Board and Committee Matters

Board Leadership and Independence. Our Board of Directors has determined that all members of the Board of Directors, except Dr. Hughes, are independent, as determined in accordance with the rules of the NASDAQ Stock Market. In making such independence determination, the Board of Directors considered the relationships that each such nonemployee director has with us and all other facts and circumstances that the Board of Directors deemed relevant in determining their independence, including the beneficial ownership of our capital stock by each nonemployee director. In considering the independence of the directors listed above, our Board of Directors considered the association of our directors with the holders of more than 5% of our common stock. There are no family relationships among any of our directors or executive officers.

The positions of our Chairman of the Board of Directors, or Chairman of the Board, and Chief Executive Officer are presently separated. Separating these positions allows our Chief Executive Officer to focus on our day-to-day business, while allowing the Chairman of the Board to lead the Board of Directors in its fundamental role of providing advice to and independent oversight of management. Our Board of Directors recognizes the time, effort and energy that the Chief Executive Officer must devote to his position in the current business environment, as well as the commitment required to serve as Chairman of the Board, particularly as the Board of Directors’ oversight responsibilities continue to grow. Our Board of Directors also believes that this structure ensures a greater role for the non-management directors in the oversight of our company and active participation of the independent directors in setting agendas and establishing priorities and procedures for the work of our Board of Directors. Our Board of Directors believes its administration of its risk oversight function has not affected its leadership structure. Although our By-laws do not require our Chairman of the Board and Chief Executive Officer positions to be separate, our Board of Directors believes that having separate positions is the appropriate leadership structure for us at this time.

Code of Business Conduct and Ethics. We have adopted a Code of Business Conduct and Ethics that applies to all of our employees, officers and directors, including those officers responsible for financial reporting. The current version of the Code of Business Conduct and Ethics is available on our website at http://ir.zafgen.com/corporate-governance.cfm. A copy of the Code of Business Conduct and Ethics may also be obtained, free of charge, upon a request directed to: Zafgen, Inc., 175 Portland Street, 4th Floor, Boston, MA 02114, Attention: Chief Financial Officer. We intend to disclose any amendment or waiver of a provision of the Code of Business Conduct and Ethics that applies to our principal executive officer, principal financial officer, or principal accounting officer, or persons performing similar functions, by posting such information on our website (available at http://www.zafgen.com/) and/or in our public filings with the SEC.

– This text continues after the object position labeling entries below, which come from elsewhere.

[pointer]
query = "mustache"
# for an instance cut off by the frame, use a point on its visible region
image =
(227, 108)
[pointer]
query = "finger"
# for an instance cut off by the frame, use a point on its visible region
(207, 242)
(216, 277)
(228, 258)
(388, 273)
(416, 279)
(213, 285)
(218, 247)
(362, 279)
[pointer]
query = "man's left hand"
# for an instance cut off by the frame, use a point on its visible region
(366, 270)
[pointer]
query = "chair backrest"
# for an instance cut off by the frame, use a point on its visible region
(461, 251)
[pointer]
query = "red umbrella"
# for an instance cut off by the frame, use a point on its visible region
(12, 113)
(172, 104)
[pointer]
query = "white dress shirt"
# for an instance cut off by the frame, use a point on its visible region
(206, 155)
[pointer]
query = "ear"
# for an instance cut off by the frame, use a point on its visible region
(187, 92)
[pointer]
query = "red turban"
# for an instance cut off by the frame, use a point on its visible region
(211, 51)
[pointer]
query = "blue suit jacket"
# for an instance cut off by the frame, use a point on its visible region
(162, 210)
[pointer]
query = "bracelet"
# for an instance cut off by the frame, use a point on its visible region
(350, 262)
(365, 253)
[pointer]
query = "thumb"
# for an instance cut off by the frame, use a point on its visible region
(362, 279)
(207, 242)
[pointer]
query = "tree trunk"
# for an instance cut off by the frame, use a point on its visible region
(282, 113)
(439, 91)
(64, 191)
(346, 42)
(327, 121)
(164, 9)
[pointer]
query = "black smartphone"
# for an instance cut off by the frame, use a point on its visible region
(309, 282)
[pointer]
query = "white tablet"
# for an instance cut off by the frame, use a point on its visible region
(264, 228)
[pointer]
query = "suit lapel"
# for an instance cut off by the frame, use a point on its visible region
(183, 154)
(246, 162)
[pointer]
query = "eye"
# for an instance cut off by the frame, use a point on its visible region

Corporate Governance Guidelines. The Board of Directors has adopted corporate governance guidelines to assist and guide its members in the exercise of its responsibilities. These guidelines should be interpreted in accordance with any requirements imposed by applicable federal or state law or regulation, the NASDAQ Stock Market and our Certificate of Incorporation and By-laws. Our corporate governance guidelines are available in the corporate governance section of our website at http://ir.zafgen.com/corporate-governance.cfm. Although these corporate governance guidelines have been approved by the Board of Directors, it is expected that these guidelines will evolve over time as customary practice and legal requirements change. In particular, guidelines that encompass legal, regulatory or exchange requirements as they currently exist will be deemed to be modified as and to the extent that such legal, regulatory or exchange requirements are modified. In addition, the guidelines may also be amended by the Board of Directors at any time as it deems appropriate.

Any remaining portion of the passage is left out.